Not only do coaches have to recruit against other schools, but in the internet age, they may now have to recruit against their own fans as well.
That's what Dabo Swinney and company will have to do for Robert Nkemdiche, because Nkemdiche's mother saw nasty comments directed at her on a popular Clemson message board following her son's decommitment from the Tigers. This, per the AJC's Michael Carvell.

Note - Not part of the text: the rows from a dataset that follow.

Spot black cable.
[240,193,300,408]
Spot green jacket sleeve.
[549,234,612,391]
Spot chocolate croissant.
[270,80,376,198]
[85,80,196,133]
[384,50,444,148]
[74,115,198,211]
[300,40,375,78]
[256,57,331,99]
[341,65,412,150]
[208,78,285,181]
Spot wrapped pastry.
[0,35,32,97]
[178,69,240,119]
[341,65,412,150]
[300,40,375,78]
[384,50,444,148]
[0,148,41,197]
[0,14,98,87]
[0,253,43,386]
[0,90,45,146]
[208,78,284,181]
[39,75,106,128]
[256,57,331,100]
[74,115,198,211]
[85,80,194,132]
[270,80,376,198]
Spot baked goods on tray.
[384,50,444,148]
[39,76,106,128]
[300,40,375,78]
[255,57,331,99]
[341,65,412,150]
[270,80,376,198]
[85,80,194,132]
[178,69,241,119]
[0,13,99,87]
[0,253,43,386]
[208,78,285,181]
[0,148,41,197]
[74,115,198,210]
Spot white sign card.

I'm told Robert Nkemdiche's mother read all the nasty comments on TigerIllustrated after last week's #Clemson de-commit— Michael Carvell (@RecruitingAJC) November 13, 2012
Nkemdiche's mom never said 1 negative thing about Clemson. Not 1. The personal attacks on her are a disgrace— Michael Carvell (@RecruitingAJC) November 13, 2012
Colleges that recruit against Clemson will print out those message boards & say "Look what those fans say about a kid's mom"— Michael Carvell (@RecruitingAJC) November 13, 2012
I know of at least one school that already did.— Michael Carvell (@RecruitingAJC) November 13, 2012
Saying nasty things about a recruit's mother is probably not the best way to get him back in the fold. And particularly not when that mother has already come out and said that she wants her son to play with her other son at Ole Miss.
This whole episode brings up a host of other questions, however.
How does anyone know whether the person posting the real messages is a Clemson fan?
Couldn't a fan of Ole Miss, or rival South Carolina, register a username and post hateful messages. Of course they could. And they could even send it to opposing coaches and the recruit's mother.
To be clear, the vast majority of college football fans do not closely follow recruiting. And even fewer comment on the subject. And of those, most do not post ridiculous messages trashing a recruit or his family for his college decision.
But as in many areas of life, so too in recruiting can a vocal minority tarnish an image. There's no doubt, as Carvell notes, that opposing coaching staffs will use things like this in negative recruiting.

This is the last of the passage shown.